Bugün sana biraz sen toplamaya çıktım
Büyükşehir belediyesi olmayan bir yer aradım
Belli ki oksijen sadece bazı beldelerde 
Yaşamsal fonskiyonların hızıyla rekabet 
Saç döken kimyasal reaksiyon
Boğaz serin, mevsim kış, son yüzücü emekli
Hayattan mezuniyet için erken olmalı
Deniz kenarı bir gençlik için fazla takıntı
Balık ekmek yemek için tekneden düşmek zorunlu
Şimdi nasıl da ben çekiyor senin canın
Dik bir yokuş, giriş kat, anahtar sesi
Rahat kanepe, göğüste kış uykusu
Kesintisiz uykunun huzuru
Bir cümle olmayışın takıntısı
Gözyaşının göz pınarına düşüşü

Bugün bana biraz ben toplamaya çıktım
Cümle kuramadım
Gözyaşın gözümdeydi
Okulları açtın
Yaprakları döktün
Yağmuru yağdırdın
Baharı başlattın
Bana ben bulamadım
Artık biraz da benim tanrıçamsın.

EE




Ben Eylül.
İnsanlar beni genelde sevmez. Çünkü okulları açarım, havaları soğutur, üşütürüm. Bu benim doğamda var.
Öte yandan, sana herkesten farklı davranırım.
Herkese sonbahar, sana tek bahar olurum.
Sana özel yağmurum bile var.
Gözlerinin içine yağdırdığım.

EEŞ

08 Ekim 2024

No.9

Her zaman şöyle derim "Bazı sabahlar insan 'Bu gece neden ölmedim?' diye dert ederek uyanır" Bir süredir böyle bir sabahım olmadı. O sıralar biraz gergindim. Çok sevdiğim bir şarkıcı vardı ve yeni albüm çıkarmıştı. Genellikle yaptığı parçalarda dertten kederden kendini parçalarken yeni albümünde bol bol ne kadar aşık olduğundan bahsediyordu. Ben de bu duruma biraz içerlemiştim. Böylesine keskin bir dönüşü ve bu denli aşk içeren şarkıları takdir etmem mümkün değildi. Bir şeyler oldu...
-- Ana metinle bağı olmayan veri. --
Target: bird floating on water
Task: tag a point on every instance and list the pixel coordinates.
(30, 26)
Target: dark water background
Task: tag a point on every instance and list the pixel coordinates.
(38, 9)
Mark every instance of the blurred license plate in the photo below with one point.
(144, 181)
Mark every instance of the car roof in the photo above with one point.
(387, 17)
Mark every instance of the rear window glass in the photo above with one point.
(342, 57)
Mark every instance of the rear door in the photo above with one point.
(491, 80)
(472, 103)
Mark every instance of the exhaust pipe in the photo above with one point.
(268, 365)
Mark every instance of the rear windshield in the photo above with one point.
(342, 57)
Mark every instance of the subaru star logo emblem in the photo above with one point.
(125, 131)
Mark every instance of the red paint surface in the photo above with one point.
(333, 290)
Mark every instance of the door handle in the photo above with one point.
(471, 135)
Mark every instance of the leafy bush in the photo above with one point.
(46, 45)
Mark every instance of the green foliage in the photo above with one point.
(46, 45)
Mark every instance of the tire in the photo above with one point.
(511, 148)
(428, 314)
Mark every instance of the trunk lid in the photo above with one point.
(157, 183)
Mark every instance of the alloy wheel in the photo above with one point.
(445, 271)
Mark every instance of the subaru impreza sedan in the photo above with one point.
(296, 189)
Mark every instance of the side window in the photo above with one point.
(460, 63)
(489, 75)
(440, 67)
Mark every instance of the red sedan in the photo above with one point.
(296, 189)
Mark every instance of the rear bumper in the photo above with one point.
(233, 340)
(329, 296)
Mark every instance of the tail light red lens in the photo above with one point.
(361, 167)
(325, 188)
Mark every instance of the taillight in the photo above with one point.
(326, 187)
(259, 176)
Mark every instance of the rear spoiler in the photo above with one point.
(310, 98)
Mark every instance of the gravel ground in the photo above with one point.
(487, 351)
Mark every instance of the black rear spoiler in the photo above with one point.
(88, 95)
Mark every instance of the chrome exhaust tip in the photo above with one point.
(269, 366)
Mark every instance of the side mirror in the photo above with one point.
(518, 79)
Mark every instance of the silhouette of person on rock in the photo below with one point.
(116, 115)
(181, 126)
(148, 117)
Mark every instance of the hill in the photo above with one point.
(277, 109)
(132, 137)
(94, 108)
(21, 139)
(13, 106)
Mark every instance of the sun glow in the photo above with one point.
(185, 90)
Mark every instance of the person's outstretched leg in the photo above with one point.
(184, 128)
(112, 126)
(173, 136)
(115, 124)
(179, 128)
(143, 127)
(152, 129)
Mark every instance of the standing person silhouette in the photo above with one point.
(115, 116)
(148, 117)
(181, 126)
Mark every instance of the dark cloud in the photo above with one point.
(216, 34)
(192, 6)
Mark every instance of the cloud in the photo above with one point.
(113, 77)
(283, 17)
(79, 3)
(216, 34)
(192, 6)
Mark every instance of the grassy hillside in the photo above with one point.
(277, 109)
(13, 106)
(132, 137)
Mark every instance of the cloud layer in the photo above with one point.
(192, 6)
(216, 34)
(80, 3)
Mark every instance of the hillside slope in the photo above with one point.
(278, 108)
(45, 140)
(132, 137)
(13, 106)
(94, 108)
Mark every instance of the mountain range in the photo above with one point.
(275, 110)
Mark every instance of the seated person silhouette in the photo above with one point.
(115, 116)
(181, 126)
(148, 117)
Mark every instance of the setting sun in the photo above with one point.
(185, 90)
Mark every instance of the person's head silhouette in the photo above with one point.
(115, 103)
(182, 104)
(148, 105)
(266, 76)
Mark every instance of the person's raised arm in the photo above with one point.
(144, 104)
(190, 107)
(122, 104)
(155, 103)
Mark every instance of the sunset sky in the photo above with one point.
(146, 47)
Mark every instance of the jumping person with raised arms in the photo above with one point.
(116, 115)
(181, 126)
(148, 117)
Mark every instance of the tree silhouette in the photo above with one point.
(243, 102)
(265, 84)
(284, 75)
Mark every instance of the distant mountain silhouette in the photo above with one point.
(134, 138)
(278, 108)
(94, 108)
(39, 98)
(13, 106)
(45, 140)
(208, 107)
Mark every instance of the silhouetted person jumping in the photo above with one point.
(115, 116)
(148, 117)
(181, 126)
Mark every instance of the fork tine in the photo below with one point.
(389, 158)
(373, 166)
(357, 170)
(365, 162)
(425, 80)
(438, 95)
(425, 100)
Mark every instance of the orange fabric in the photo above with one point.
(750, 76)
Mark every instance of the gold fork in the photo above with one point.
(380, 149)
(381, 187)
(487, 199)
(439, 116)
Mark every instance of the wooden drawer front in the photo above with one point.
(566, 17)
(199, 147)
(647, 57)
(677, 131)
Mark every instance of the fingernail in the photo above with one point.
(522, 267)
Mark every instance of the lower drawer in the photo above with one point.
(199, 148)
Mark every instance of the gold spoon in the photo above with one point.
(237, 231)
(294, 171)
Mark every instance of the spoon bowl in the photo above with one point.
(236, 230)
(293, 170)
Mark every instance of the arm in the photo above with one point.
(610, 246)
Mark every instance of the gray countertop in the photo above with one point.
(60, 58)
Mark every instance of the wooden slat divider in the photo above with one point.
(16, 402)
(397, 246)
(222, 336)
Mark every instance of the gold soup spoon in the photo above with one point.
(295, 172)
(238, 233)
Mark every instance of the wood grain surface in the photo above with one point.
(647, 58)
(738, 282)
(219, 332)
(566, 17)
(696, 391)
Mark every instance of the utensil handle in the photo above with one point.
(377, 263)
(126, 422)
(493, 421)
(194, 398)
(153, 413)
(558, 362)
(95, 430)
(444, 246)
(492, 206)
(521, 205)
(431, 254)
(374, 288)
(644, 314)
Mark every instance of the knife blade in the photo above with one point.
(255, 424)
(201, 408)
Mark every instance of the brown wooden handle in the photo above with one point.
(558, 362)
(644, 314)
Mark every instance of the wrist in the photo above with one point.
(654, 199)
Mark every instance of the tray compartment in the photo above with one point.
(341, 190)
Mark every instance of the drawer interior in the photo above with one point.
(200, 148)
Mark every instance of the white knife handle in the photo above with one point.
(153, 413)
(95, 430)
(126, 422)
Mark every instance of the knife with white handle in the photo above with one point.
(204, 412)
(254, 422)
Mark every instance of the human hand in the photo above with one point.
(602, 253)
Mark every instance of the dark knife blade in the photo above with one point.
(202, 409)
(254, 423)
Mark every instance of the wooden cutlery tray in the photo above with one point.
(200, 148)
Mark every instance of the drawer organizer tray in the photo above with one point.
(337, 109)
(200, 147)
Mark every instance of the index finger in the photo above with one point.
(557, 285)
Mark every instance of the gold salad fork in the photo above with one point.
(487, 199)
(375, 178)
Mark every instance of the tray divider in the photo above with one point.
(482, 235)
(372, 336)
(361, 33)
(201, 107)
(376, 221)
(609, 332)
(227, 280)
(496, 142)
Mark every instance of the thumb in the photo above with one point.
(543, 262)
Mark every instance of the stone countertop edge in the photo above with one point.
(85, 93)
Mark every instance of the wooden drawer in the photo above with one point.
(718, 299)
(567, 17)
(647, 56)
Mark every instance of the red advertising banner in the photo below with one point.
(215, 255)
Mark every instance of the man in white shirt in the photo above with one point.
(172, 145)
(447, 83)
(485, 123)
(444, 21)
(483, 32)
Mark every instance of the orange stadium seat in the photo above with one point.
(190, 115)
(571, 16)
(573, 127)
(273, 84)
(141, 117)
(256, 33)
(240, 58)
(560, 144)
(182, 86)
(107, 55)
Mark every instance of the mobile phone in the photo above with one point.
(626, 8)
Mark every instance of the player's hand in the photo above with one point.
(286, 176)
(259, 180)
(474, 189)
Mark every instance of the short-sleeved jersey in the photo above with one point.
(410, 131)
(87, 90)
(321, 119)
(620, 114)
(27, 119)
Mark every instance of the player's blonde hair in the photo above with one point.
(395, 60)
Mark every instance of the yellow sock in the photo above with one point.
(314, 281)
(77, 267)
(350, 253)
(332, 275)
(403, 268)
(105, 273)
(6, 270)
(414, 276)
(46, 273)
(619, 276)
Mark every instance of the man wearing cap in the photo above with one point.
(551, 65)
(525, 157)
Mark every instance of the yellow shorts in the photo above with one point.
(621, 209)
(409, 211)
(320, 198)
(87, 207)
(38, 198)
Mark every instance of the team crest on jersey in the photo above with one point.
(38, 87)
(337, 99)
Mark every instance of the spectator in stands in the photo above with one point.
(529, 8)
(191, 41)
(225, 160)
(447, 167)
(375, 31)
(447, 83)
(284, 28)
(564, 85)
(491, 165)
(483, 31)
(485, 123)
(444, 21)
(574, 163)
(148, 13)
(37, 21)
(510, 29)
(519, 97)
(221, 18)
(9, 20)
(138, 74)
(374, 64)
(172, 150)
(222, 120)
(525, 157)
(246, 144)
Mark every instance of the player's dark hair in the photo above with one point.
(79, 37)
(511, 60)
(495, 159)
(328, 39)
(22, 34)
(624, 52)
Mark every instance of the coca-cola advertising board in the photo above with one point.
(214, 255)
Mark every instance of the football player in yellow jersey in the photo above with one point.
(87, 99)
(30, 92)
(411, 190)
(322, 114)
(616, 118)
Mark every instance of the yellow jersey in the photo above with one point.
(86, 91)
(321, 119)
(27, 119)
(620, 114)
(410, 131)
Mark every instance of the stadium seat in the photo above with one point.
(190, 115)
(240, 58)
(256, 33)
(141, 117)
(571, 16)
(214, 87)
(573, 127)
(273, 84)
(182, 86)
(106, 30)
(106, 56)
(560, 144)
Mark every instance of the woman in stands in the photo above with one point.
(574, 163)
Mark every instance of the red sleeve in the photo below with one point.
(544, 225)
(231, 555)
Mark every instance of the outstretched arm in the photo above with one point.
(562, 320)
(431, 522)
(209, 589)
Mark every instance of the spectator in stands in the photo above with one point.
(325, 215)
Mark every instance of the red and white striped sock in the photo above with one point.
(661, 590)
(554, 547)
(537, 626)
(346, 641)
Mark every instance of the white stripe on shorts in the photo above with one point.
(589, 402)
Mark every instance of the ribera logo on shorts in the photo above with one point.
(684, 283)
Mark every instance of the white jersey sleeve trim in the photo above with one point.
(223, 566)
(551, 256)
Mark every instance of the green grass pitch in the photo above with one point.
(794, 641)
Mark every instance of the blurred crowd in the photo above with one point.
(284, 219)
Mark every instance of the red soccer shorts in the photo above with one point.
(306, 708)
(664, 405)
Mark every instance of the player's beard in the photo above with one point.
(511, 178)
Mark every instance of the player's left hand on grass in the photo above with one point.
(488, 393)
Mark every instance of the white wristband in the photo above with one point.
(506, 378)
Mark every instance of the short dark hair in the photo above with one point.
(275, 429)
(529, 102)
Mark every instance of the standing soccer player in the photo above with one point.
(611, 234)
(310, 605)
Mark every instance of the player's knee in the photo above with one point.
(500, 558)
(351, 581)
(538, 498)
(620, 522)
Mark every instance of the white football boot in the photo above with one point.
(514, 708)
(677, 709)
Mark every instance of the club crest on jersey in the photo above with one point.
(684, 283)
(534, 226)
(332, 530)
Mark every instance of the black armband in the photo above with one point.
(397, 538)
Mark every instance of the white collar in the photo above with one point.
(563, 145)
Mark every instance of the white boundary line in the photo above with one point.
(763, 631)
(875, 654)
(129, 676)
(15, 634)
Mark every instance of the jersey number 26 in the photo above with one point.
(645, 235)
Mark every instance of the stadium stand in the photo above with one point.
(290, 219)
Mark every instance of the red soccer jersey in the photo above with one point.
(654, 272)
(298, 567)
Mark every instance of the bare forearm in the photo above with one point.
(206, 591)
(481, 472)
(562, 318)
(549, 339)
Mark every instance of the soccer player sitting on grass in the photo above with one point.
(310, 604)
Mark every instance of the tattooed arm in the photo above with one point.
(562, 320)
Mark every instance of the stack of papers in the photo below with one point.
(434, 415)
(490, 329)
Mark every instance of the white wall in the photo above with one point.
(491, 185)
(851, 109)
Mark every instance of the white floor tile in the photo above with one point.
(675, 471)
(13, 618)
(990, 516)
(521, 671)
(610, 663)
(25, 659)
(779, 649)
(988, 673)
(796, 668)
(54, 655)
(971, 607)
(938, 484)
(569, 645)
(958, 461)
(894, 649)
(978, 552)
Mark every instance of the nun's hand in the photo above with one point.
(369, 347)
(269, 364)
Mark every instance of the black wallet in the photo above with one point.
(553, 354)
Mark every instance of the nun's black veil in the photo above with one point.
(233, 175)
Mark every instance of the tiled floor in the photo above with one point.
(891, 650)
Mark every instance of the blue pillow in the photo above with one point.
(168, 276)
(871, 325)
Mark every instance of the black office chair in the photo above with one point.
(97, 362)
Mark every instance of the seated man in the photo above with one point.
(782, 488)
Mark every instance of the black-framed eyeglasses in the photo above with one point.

Çok da uzun olmayan güzel bir yolculuk yaptım. Yolda çok sevdiğim şarkılara bağıra bağıra eşlik ettim. Her zaman yol yapmayı sevmişimdir ama bu kez farklıydı. Gereğinden fazla dijital yollarla tanıştığım, henüz sesini bile duymadığım birinin yanına gitmeye karar vermiştim. Üstelik henüz tanışalı 48 saat bile olmamıştı. Bir şekilde yanına varmayı başarabildim. Hem yol hemen bitsin istedim, hem de hiç bitmesin bu içimdeki heyecanın keyfini sonsuza kadar çıkarayım istedim. Abartılı bir heyecan değildi belki ama dostlarımla rakı masasında otururken mezelerin gelmesini beklemek, kadehleri ilk kez tokuşturmak, "E hadi hoş geldiniz" demek gibiydi.

Yolculuk bitti ama ben hep yolun taraftarı olarak kalmaya kararlıydım. Yanıma onu da alıp yüzmek için uygun olmayan, ancak seyretmesi hayli keyifli bir denizin sahilini onunla paylaşmak için tekrar yola çıktım. Bütün bir gün, bütün bir sahil, çok farklı dillerde birçok sözcük ve birçok farklı his çok hızlı enjekte edildi damarlarımıza. İki insanın susmadan bu kadar uzun süre konuştuğu bir film izlemedim hiç. Zaten böyle şeyler gerçek hayatta olmaz diye düşündüm.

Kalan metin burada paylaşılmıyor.